I'm worried about myself. Something is seriously wrong. I've either been brainwashed after all these years in a predominantly male house hold or my estrogen level is too low to even measure. Here's the problem: After watching Sons of Guns (Discovery channel) with Fred and Brian Saturday afternoon, I'm like a junkie who needs a fix. And yeah...it's all guns, and guns doing really wild stuff. I must have watched 5 or 6 of their shows back to back, and went online today to see a couple more. This show is beyond hilarious and has all the drama, suspense, and mayhem you could ask for, while firing large weapons. It's about a company called Red Jacket in Baton Rouge, La., that specializes in weapons--any kind of weapons. They'll build or rebuild just about anything you're willing to pay for. Guns, swords, knives, canons--just about anything you can think of, they do. They even do stuff for SWAT teams and the Police. One guy came in wanting to shoot a knife out of a gun which is actually illegal, if you have a spring in the gun. Without a spring, you're good, so I can't wait to see that one.

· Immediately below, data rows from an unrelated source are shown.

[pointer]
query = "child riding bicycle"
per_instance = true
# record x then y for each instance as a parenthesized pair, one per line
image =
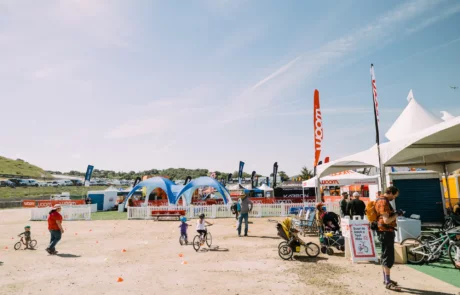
(183, 228)
(201, 226)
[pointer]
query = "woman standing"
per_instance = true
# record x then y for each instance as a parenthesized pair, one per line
(55, 228)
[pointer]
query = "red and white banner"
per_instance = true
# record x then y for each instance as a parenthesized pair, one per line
(374, 93)
(317, 127)
(50, 203)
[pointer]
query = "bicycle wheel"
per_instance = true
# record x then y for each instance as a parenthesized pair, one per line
(281, 244)
(197, 243)
(285, 252)
(448, 224)
(312, 249)
(32, 243)
(209, 239)
(454, 254)
(415, 250)
(182, 240)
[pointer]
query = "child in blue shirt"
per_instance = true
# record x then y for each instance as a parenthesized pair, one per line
(183, 228)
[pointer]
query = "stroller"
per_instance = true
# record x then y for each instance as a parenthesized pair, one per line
(292, 242)
(330, 234)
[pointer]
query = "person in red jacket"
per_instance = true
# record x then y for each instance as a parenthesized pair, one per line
(55, 228)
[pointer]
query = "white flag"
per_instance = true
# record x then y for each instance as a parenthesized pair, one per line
(374, 92)
(410, 96)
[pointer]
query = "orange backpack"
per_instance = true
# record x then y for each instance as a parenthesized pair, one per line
(371, 214)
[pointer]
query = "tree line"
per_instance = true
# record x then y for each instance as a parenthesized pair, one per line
(174, 174)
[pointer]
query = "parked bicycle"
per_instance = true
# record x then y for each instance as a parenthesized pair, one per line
(32, 243)
(429, 249)
(200, 239)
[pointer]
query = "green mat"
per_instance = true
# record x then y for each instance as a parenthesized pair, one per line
(442, 270)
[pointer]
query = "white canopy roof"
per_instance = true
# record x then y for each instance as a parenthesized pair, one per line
(446, 115)
(414, 118)
(265, 188)
(348, 177)
(431, 148)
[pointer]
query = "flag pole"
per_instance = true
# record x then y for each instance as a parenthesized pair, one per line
(375, 103)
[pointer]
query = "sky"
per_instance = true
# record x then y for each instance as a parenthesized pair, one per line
(136, 85)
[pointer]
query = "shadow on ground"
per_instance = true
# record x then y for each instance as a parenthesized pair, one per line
(309, 259)
(65, 255)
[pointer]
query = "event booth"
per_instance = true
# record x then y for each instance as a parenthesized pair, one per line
(268, 191)
(105, 199)
(151, 184)
(187, 191)
(434, 147)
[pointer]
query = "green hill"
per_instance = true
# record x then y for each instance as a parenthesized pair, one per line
(21, 168)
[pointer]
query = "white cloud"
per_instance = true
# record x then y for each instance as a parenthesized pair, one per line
(445, 14)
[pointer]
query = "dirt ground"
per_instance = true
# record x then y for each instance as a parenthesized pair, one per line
(91, 260)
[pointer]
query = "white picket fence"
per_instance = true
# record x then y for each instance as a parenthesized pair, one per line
(223, 211)
(77, 212)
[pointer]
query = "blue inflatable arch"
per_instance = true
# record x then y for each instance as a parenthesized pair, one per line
(153, 183)
(188, 190)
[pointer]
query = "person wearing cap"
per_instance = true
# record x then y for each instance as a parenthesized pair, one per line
(343, 204)
(55, 228)
(26, 235)
(356, 206)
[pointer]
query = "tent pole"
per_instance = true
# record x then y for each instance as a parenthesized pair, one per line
(446, 173)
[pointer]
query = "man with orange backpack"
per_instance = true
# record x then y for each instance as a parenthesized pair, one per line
(383, 219)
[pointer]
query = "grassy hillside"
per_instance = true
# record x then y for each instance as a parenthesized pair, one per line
(19, 193)
(21, 168)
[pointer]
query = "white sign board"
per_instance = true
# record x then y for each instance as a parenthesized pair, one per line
(362, 243)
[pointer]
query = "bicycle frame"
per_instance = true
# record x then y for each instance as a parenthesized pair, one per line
(434, 248)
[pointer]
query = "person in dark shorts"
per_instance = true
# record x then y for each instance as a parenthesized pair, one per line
(386, 221)
(356, 207)
(26, 235)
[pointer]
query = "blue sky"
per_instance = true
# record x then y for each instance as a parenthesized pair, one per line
(134, 85)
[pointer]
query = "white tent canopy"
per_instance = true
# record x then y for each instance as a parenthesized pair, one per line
(433, 148)
(265, 188)
(446, 115)
(348, 177)
(414, 118)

But it's the people on the show that make it so hilarious. There's Will, the owner, his daughter, Stephanie, Kris,(right) an apprentice who wants to date the boss's daughter, a welder, and several other gunsmiths and specialists. They have more fun in 30 minutes than most people have all year.
One customer paid them $15,000 to make a quad, (as in 4) MG 42 machine guns with a hoist, so he could fire all 4 guns at once and move up and down and left to right as he shoots. Due to a glitch, not all 4 guns were actually firing as planned when he came to shoot, so they pulled out remote control airplanes, tossed them in the air, and let him shoot at those. The name of that show was MEAT CHOPPER GUN. My next favorite so far is Skeet Football Showdown. Garret Hartley, kicker of the New Orleans Saints brings in an AR15 that needs fixing and ends up challenging Vince,(left, above) the tatted up gunsmith, to a skeet competition with him kicking a football through the uprights, before Vince can shoot it down. It's a round of 5-6 kicks and if Garret wins, Vince has to repair the gun for free. I'm not telling what happens but it's hilarious to watch. There are gobs of other funnies like the time Kris tries to date the boss's daughter and the time he volunteered to be the target to test the new Tazer part of the Tazer/Shotgun. Dude....how dumb are you?? I liketa died.